Movies designed for children shouldn’t just about entertaining them. They should also be about educating them and preparing them for life as adults. Ron’s Gone Wrong meets both necessities successfully.

For Ron’s Gone Wrong, filmmakers Sarah Smith and Jean-Phillipe Vine and screenwriters Smith and Peter Baynham look at school life in the not-so-distant future when technology has progressed to a point where individual companions can be mass produced. For this film, the companions are produced by a young tech executive with big ideals who has designed something called a B-bot, a pal for kids and teens so that they never have to be alone. The one fly in the ointment is that poor kids can’t afford them. Ron (voiced by Jack Dylan Grazer) is one such kid. His mother died years before and his dad (Ed Helms) is selling junky novelties to bring in the bare minimum needed to survive. His grandmother (Olivia Colman) is from the “old world” where she butchers her own chickens and adheres to familial traditions.
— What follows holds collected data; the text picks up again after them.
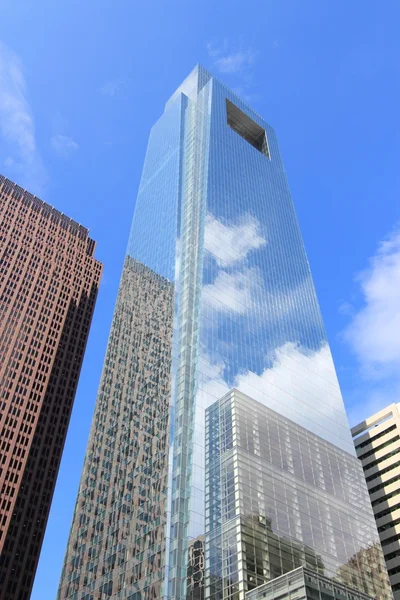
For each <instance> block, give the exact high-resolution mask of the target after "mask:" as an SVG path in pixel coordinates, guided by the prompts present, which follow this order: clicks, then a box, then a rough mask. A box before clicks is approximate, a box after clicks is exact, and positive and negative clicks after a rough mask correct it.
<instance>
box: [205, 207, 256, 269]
mask: <svg viewBox="0 0 400 600" xmlns="http://www.w3.org/2000/svg"><path fill="white" fill-rule="evenodd" d="M260 229H261V227H260V223H259V221H258V220H257V219H256V218H255V217H252V216H251V215H245V216H244V217H243V218H242V220H241V221H240V222H239V223H237V224H235V225H225V224H224V223H222V222H221V221H219V220H218V219H216V218H215V217H214V216H213V215H212V214H210V213H209V214H208V215H207V216H206V223H205V233H204V247H205V250H206V252H209V253H210V254H211V255H212V256H213V257H214V258H215V259H216V261H217V263H218V265H219V266H222V267H228V266H230V265H233V264H234V263H236V262H240V261H242V260H244V259H245V258H246V256H247V254H248V253H249V252H250V251H251V250H257V249H258V248H260V247H261V246H263V245H264V244H266V243H267V241H266V240H265V239H264V238H263V237H262V235H261V231H260Z"/></svg>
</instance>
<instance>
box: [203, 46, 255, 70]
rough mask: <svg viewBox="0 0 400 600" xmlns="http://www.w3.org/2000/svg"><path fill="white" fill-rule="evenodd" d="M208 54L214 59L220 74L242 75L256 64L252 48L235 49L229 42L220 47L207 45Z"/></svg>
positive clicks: (215, 66)
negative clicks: (244, 72)
mask: <svg viewBox="0 0 400 600" xmlns="http://www.w3.org/2000/svg"><path fill="white" fill-rule="evenodd" d="M207 52H208V55H209V56H210V58H212V59H213V66H214V68H215V69H216V70H218V71H219V72H220V73H229V74H240V73H243V72H244V71H248V69H249V67H251V66H252V65H253V64H254V61H255V57H256V55H255V53H254V52H253V50H252V49H251V48H243V47H242V46H241V47H240V48H239V49H233V48H232V46H231V45H230V44H229V43H228V41H227V40H225V41H224V42H223V44H222V45H220V46H214V44H212V43H211V42H209V43H208V44H207Z"/></svg>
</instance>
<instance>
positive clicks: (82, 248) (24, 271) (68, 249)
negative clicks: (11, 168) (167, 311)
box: [0, 176, 102, 600]
mask: <svg viewBox="0 0 400 600" xmlns="http://www.w3.org/2000/svg"><path fill="white" fill-rule="evenodd" d="M94 250H95V242H94V241H93V240H91V239H90V238H89V237H88V230H87V229H85V227H82V225H79V224H78V223H76V222H75V221H73V220H72V219H70V218H69V217H67V216H66V215H63V214H61V213H60V212H59V211H57V210H56V209H54V208H52V207H51V206H49V205H48V204H45V203H44V202H42V201H41V200H39V199H38V198H36V197H35V196H32V194H29V193H28V192H26V191H24V190H23V189H22V188H20V187H19V186H17V185H15V184H14V183H12V182H11V181H9V180H8V179H6V178H5V177H2V176H0V256H1V263H0V299H1V301H0V453H1V454H0V597H1V599H2V600H27V599H28V598H29V596H30V591H31V588H32V585H33V579H34V576H35V571H36V566H37V562H38V558H39V553H40V548H41V545H42V541H43V536H44V530H45V527H46V522H47V518H48V514H49V509H50V503H51V499H52V495H53V491H54V486H55V483H56V478H57V473H58V468H59V465H60V460H61V454H62V450H63V446H64V442H65V437H66V433H67V427H68V422H69V418H70V414H71V410H72V405H73V401H74V396H75V391H76V387H77V384H78V378H79V372H80V369H81V364H82V360H83V355H84V352H85V346H86V341H87V338H88V334H89V328H90V322H91V319H92V315H93V310H94V306H95V302H96V296H97V290H98V286H99V281H100V277H101V271H102V265H101V264H100V263H99V262H98V261H97V260H96V259H95V258H94V257H93V254H94Z"/></svg>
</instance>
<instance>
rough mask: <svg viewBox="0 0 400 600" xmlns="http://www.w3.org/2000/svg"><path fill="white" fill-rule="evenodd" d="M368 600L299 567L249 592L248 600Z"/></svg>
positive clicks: (364, 597) (247, 597) (365, 594)
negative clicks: (288, 572) (298, 567)
mask: <svg viewBox="0 0 400 600" xmlns="http://www.w3.org/2000/svg"><path fill="white" fill-rule="evenodd" d="M277 598H279V600H294V599H296V600H368V599H369V598H371V596H367V595H366V594H363V593H362V592H358V591H357V590H354V589H352V588H348V587H346V586H344V585H341V584H340V583H339V582H337V581H334V580H332V579H329V578H328V577H324V576H323V575H319V574H318V573H315V572H313V571H310V570H309V569H306V568H304V567H299V568H298V569H295V570H293V571H290V572H289V573H286V574H285V575H281V576H280V577H278V578H277V579H273V580H272V581H270V582H269V583H264V585H261V586H260V587H258V588H256V589H255V590H252V591H251V592H248V593H247V594H246V600H276V599H277Z"/></svg>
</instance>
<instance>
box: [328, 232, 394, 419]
mask: <svg viewBox="0 0 400 600" xmlns="http://www.w3.org/2000/svg"><path fill="white" fill-rule="evenodd" d="M356 282H357V284H358V285H359V291H360V292H361V296H362V303H361V306H359V307H357V305H356V303H354V302H353V303H352V304H351V305H349V306H348V305H346V304H345V311H343V307H340V309H339V310H341V312H344V313H345V314H346V313H347V316H348V317H349V319H350V321H349V324H348V326H347V327H346V329H345V330H344V332H343V335H342V338H343V339H344V340H345V342H346V343H347V344H348V346H349V348H350V349H351V350H352V352H353V353H354V355H355V357H356V358H357V366H356V367H353V366H350V367H349V368H348V369H347V370H348V371H350V375H351V376H350V377H348V380H350V382H351V383H349V384H348V385H347V389H346V390H345V398H346V405H347V407H348V412H349V419H350V423H351V424H352V425H356V424H358V423H360V422H361V421H363V420H364V419H365V418H367V417H369V416H371V415H372V414H374V413H376V412H378V411H379V410H381V409H382V408H384V407H385V406H387V405H388V404H391V403H392V402H396V401H397V400H398V399H399V398H400V335H399V332H400V229H398V228H397V229H396V230H394V231H393V232H392V233H391V234H390V235H389V236H388V237H387V238H386V239H385V240H384V241H383V242H381V243H380V244H379V246H378V249H377V251H376V253H375V255H374V256H373V257H371V258H370V260H369V264H368V267H367V268H366V269H365V270H364V271H363V272H362V273H359V274H358V275H357V277H356ZM347 309H348V310H347ZM353 372H354V374H353ZM354 381H355V382H356V384H355V385H354V384H352V382H354Z"/></svg>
Everyone in Ron’s school has a B-bot, including the members of an old group of friends who’ve each gone their separate ways. His hopes rest on his birthday gift, which doesn’t come to pass, but his family feels bad and goes to great lengths to get him one, but the unit they obtain is defective and malfunctions, including failing to download its safety settings, which helps Ron go beyond what his friends can do, but draws the unwanted attention of the tech giant that produced them, an Apple riff called Bubble.

The ovoid-shaped B-bots act like social interaction devices, picking friends, sharing information and generally helping the child come out of their shells even if they weren’t in one. Not only had Ron lost all of his friends previously, he’s further set aside as different because he doesn’t have one. Throw in an added plot about corporate greed and data mining and you have a film that travels familiar ground while also sharing a unique perspective befitting modern younger audiences.

20th Century Animation, formerly Blue Sky, which now falls under the Disney banner, has had a checkered history of animated features. This, however, was one of their best efforts to date. Whether this marks a new direction for the studio or is a blip remains to be seen. When Disney acquired Pixar, it was already a formidable house. Bringing Pixar in actually helped elevate their own flagging output. Perhaps Pixar and now Disney can help turn 20th Century around and make it a far more consistently high quality operation. If they had any influence over this film, then the signs are good.

While the device at the heart of the film is fictitious, it’s not terribly different from the iPhone when it first came out. Only those who could afford it got one and most everyone else was envious. They were popular enough to become a ubiquitous element of everyday life, though some feel they’ve eroded social interaction to the point of making kids more insular rather than more social. This would befit the thinking of a parent and grandparent like Ron’s who see no reason to jump on the latest trend, but as they discover the social burdens placed on their youngest member for not being able to fit in, they come to understand the point of such a gadget. The one erroneous element of the script that does loom over it is the fact that while iPhones might have isolated people in their immediate proximity, it opened up broader, sometimes international, environments for them to explore and allowed them to make friends internationally, finding those who shared their interests rather than requiring them to fit in with people in a local area that didn’t always meet that need.

Yet, there’s also the flipside where those who produce such inventions aren’t always seeing things altruistically. While Bubble’s CEO (Justice Smith) created the device for noble means, there are others in his company, a money/power-hungry executive (Rob Delaney) specifically, who want to further monetize the devices. The film progresses in a largely familiar pattern with rising and falling action at fitting moments, but the end result presents many sociological and moral quandaries that it happily answers even in the expected way. It reaches out to the kid and effectively explains the potential for exploitation and allows them to understand core facts about our world and their place in it.

There are plenty of moments in the film that will tickle adults, allowing them to sit down with their kids and share the experience while also answering any thornier questions the film raises. How they interact with their children as a result will largely influence how they eventually grow up. Unlike a lot of what we see in animation, this film does a fine job setting up its premise, presenting it to its audience, and giving them the tools necessary to think about its theories and conclusions. Ron’s Gone Wrong might not be a great film, but like many of the best animated films, it does more than just entertain the viewer and that’s all we can ask for.